What Can You Do? Take your own photos. Chances are, you have a smartphone that you bring with you to every customer interaction or job site. Snap a few quick pics of your handiwork and your team, and add some credibility to your site by using original, fantastic photos that are all your own.
Barring that, find legal sources for your images. Make use of sites websites like ShutterStock and pay small amounts for stock photos, or try sites like Creative Commons or Wikipedia Commons. This will save you more than just money (it also saves time and heartache) in the long run. They will save you long before you do something you’ll regret.
Even video – a relatively new medium in digital marketing – is not immune to the ways of Internet pirates. There are cases where videos have been used and shared illegally and their owners – not happy about it – have taken swift and decisive action. No using someone else’s hard work for your commercial benefit, and no copying someone else’s video and posting it to your own channel. Today, YouTube shuts down anyone using copyrighted materials and removes the video from the system, rendering it useless to anyone for that point on.
What Can I Do? Having a video production team on standby isn’t on every business owner’s to-do list.

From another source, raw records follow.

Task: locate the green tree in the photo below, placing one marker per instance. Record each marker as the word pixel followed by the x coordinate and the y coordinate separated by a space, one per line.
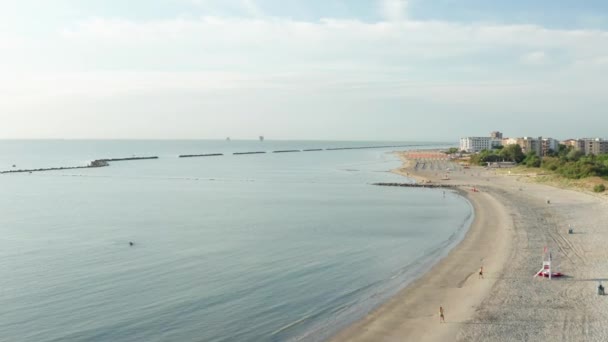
pixel 532 160
pixel 574 155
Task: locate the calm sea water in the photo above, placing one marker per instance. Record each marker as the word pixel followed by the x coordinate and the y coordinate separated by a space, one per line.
pixel 272 247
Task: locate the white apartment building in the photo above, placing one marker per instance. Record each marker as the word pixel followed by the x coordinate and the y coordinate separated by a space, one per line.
pixel 476 144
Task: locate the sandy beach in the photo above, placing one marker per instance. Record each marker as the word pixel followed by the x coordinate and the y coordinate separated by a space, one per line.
pixel 513 223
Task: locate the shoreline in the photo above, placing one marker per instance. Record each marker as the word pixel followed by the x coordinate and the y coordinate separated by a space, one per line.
pixel 515 222
pixel 452 282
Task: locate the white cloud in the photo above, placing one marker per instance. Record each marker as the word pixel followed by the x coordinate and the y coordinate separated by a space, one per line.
pixel 534 58
pixel 331 68
pixel 394 10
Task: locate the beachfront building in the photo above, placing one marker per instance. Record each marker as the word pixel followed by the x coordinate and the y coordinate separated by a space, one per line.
pixel 476 144
pixel 526 143
pixel 496 135
pixel 541 146
pixel 594 146
pixel 588 145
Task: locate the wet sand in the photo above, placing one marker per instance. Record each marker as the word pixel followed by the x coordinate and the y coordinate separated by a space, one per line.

Neither is setting up the tripod and the GoPro to film a product in action. To make successful promotional videos, talk to a professional! Many marketing companies out there offer affordable, high-quality video production services, and can create an original 30-60 second video, with music, for you with ease.
The moral of the story is: be original. Be you. If you can’t create the content you want, there are others out there who will help at a price you can afford.
If not, you can be sure that customers will recognize when your “spectacular” content has been taken from somewhere else, and they may respond by opting for other companies that aren’t afraid to do their own, original thing.